The Osmond family was not one single act, but a group of several. The Osmond Brothers began as a barbershop quartet consisting of brothers Alan, Wayne, Merrill and Jay Osmond. They were later joined by younger siblings Donny and Jimmy, both of whom enjoyed success as solo artists as well; with Donny, the band became known as The Osmonds, under which the band enjoyed its greatest pop success. Their only sister Marie, who rarely sang with her brothers at that time, launched a successful career in 1973, both as a solo artist and as Donny's duet partner. A revival of the original Osmond Brothers lineup in the 1980s achieved moderate success in country music and continues to perform to the present day (with Jimmy having since replaced the semi-retired Alan and Wayne), as do Donny and Marie. Collectively, the family has sold 102 million records worldwide.
The siblings' older brothers George Virl Osmond, Jr. (Virl) and Tom Osmond were born deaf and did not originally perform. They made several television appearances in later years, most notably on the family Christmas specials in the 1970s. All of the Osmonds were born in Ogden, Utah except the youngest, Jimmy, who was born in Canoga Park, California.

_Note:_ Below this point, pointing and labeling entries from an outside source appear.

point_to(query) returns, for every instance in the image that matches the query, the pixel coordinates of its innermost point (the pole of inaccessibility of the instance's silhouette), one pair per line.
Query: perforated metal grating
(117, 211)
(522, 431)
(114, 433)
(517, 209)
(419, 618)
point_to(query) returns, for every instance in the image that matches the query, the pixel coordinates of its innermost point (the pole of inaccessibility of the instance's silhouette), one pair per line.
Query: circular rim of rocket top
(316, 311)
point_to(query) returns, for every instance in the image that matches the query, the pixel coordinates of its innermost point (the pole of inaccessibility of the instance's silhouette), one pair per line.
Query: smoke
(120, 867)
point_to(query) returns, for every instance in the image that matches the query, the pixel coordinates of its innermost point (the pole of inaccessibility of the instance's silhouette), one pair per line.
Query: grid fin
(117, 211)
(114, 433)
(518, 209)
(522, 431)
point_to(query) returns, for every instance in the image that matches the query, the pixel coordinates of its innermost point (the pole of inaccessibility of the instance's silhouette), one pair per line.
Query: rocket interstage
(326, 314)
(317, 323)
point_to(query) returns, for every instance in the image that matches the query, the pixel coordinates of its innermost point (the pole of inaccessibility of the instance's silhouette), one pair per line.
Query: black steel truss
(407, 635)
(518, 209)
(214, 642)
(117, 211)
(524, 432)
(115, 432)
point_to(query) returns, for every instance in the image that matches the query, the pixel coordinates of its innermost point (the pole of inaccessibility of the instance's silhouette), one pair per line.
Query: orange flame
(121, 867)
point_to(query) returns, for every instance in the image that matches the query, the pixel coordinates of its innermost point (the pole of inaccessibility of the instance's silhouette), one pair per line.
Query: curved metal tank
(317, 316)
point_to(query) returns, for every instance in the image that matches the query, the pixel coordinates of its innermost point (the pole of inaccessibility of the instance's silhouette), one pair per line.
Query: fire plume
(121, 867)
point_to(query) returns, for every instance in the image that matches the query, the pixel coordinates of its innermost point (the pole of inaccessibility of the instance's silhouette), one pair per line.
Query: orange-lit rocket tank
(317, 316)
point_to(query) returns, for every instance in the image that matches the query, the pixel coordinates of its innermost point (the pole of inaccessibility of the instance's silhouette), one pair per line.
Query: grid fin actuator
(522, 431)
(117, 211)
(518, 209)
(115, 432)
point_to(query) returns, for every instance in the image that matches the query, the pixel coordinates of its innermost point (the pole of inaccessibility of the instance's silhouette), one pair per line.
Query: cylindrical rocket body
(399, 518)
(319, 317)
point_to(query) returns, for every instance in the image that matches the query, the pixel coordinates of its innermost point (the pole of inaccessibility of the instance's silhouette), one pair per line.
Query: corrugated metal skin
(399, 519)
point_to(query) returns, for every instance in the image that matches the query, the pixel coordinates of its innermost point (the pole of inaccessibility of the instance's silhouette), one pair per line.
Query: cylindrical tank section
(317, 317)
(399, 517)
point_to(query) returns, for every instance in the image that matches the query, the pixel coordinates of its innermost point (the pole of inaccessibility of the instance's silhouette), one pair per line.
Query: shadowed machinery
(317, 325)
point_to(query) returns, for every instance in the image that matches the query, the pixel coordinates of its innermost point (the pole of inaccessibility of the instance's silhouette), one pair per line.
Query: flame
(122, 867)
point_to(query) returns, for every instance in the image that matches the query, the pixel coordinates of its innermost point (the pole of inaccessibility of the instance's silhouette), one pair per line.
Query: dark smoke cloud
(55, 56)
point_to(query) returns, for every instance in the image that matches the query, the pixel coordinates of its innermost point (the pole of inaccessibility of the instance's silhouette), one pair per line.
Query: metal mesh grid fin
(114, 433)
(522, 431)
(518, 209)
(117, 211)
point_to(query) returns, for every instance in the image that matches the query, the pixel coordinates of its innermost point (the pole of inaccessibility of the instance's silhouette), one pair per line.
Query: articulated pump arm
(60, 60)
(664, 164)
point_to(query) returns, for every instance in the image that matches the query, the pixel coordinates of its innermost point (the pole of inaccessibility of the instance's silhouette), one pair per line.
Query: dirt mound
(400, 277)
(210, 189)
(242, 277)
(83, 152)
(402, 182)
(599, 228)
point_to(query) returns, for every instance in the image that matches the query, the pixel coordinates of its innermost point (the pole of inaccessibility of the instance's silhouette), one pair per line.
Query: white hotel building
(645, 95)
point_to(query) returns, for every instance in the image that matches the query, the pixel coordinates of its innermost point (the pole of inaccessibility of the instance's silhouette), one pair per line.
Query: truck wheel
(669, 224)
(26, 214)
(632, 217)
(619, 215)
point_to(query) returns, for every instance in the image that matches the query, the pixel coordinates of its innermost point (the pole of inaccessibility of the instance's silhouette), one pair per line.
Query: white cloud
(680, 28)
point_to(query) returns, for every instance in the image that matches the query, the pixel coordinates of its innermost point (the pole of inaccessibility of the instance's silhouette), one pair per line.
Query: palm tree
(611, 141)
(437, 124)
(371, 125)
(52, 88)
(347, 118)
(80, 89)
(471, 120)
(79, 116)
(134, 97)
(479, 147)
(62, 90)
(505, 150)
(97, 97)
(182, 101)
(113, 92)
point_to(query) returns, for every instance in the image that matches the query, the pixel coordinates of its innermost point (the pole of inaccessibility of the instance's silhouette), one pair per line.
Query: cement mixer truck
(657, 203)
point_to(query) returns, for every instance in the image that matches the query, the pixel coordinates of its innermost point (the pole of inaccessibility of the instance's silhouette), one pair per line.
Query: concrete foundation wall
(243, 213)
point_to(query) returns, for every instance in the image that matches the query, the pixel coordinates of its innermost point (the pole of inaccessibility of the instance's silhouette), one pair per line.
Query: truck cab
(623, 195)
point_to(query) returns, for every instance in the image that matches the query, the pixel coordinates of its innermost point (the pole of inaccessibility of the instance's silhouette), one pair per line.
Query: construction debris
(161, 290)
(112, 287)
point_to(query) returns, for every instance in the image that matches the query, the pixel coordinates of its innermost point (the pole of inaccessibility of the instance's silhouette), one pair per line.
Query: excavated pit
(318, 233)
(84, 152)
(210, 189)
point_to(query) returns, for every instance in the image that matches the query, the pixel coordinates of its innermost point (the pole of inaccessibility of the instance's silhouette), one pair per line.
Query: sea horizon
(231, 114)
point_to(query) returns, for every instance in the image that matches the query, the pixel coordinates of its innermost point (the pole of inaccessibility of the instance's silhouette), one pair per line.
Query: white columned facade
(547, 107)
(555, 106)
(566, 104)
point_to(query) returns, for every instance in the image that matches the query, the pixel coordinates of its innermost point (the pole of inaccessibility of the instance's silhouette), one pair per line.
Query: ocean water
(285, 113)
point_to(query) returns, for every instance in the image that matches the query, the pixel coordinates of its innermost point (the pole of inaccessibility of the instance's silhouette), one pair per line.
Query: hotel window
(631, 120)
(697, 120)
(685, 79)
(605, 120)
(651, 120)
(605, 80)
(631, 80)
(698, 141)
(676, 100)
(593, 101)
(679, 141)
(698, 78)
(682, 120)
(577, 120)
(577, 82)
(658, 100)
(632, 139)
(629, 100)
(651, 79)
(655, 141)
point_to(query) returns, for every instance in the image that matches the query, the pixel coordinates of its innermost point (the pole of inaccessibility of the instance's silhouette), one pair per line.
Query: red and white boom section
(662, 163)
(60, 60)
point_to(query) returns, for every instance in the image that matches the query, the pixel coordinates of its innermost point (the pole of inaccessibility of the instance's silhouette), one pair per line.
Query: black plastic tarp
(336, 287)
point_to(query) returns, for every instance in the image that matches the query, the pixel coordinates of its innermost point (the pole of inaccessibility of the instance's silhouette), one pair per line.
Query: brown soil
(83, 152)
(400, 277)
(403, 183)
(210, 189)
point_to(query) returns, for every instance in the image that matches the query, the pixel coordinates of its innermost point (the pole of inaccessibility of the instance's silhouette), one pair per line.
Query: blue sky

The Osmond Brothers' career began in 1958 when Alan, Wayne, Merrill and Jay began singing barbershop music for local audiences in and around Ogden. In their made-for-TV movie Inside the Osmonds, they explain that they originally performed to earn money to support Virl and Tom in buying hearing aids and serving missions for the church. Despite their young ages (Alan was 9, Wayne 7, Merrill 5, and Jay 3) and within a few years, the boys' talent and stage presence were strong enough that their father, George Osmond, took them to audition for Lawrence Welk in California. Welk was unable to meet with them, but on the same trip, they visited Disneyland. Tommy Walker, Disneyland's Director of Entertainment and Customer Relations from 1955 to 1966, found the Osmond Brothers singing with The Dapper Dans on Main Street. Walker hired the Osmonds to perform on a segment of "Disneyland After Dark". This episode aired on 4/15/62 and 7/01/62.